Today marks the birthday of American theoretical physicist and Manhattan Project researcher, John Archibald Wheeler.  Best known re-invigorating Albert Einstein’s theory of general relativity, Wheeler worked with Niels Bohr to explain the splitting of atomic nucleus.  The resulting work, “The Mechanisms of Nuclear Fission,” was published on September 1, 1939, the same day of Germany’s invasion of Poland launching World War II.

Atoms are made up of three types of subatomic particles, protons, neutrons, and electrons.  The first two, the positively charged proton and the uncharged neutron, exist in nucleus located at the center of the atom.  They developed the first model to explain how the nucleus of an atom splits concluding that a rare form of uranium, known as Uranium-235, was needed for nuclear fission.  Wheeler became the leading physicist in residence at the Hanford site of the Manhattan Project where he solved a problem with the production of plutonium, avoiding serious delays in the development of the atomic weapons that ultimately ended the war.

From the 1939 Wheeler-Bohr paper on the theory of nuclear fission.

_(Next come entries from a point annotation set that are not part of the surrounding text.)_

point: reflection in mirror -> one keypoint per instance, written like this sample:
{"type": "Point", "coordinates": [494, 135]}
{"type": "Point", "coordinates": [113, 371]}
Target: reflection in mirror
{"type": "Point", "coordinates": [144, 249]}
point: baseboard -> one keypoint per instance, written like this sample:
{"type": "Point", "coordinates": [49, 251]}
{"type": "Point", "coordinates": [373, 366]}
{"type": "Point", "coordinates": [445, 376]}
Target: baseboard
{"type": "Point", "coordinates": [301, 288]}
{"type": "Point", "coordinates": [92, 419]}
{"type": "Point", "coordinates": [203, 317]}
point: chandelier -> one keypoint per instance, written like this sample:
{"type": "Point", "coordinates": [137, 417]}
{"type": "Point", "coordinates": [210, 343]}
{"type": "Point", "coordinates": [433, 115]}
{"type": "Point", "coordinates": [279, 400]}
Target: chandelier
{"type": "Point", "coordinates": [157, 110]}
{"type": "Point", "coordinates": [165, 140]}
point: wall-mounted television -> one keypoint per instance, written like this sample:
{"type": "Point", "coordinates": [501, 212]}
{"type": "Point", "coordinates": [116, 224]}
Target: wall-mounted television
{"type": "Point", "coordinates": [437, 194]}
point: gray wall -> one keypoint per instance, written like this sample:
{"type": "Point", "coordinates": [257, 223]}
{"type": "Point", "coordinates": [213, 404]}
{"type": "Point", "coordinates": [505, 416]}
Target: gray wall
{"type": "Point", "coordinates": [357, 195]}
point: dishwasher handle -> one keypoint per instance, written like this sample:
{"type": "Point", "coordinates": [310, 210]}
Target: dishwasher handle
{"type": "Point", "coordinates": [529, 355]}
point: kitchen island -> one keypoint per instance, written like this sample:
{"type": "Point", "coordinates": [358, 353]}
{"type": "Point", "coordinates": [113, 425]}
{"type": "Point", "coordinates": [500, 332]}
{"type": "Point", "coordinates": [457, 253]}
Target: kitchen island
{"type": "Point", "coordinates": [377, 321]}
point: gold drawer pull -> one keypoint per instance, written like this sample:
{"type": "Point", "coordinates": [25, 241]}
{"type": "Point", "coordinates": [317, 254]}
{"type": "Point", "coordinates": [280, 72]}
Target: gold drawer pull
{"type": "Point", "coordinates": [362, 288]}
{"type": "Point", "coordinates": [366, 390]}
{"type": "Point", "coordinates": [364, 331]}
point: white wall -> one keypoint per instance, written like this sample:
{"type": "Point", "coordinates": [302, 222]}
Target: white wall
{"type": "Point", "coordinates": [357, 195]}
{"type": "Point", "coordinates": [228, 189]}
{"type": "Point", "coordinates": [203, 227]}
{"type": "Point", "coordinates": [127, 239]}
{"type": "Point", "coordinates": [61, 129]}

The graph shows the energy needed to begin nuclear fission (Ef). The square of the nuclear charge (Z) is on the X-axis and the mass number (A) is on the y-axis.

Following the war, Wheeler worked with Einstein in an attempt to develop a unified theory connecting the physics of the tiniest things in the universe with the physics of the largest things in the universe.  In addition to contriving the popular terms black hole and wormhole, Wheeler mentored a generation of influential physicists, including Hugh Everett and Richard Feynman.

John Archibald Wheeler earned his doctoral degree in physics from John Hopkins University at just 21.  He was a Professor of Physics at Princeton University from 1938 to 1976, later joining the physics department at the University of Texas.  Upon reflecting on his work on the Manhattan Project, Wheeler expressed regret in being unable to finish the bomb earlier, in time to save his younger brother Joe who died in combat in Italy in 1944. John Archibald Wheeler died at his home in Hightstown, New Jersey on April 13, 2008.  He was 96.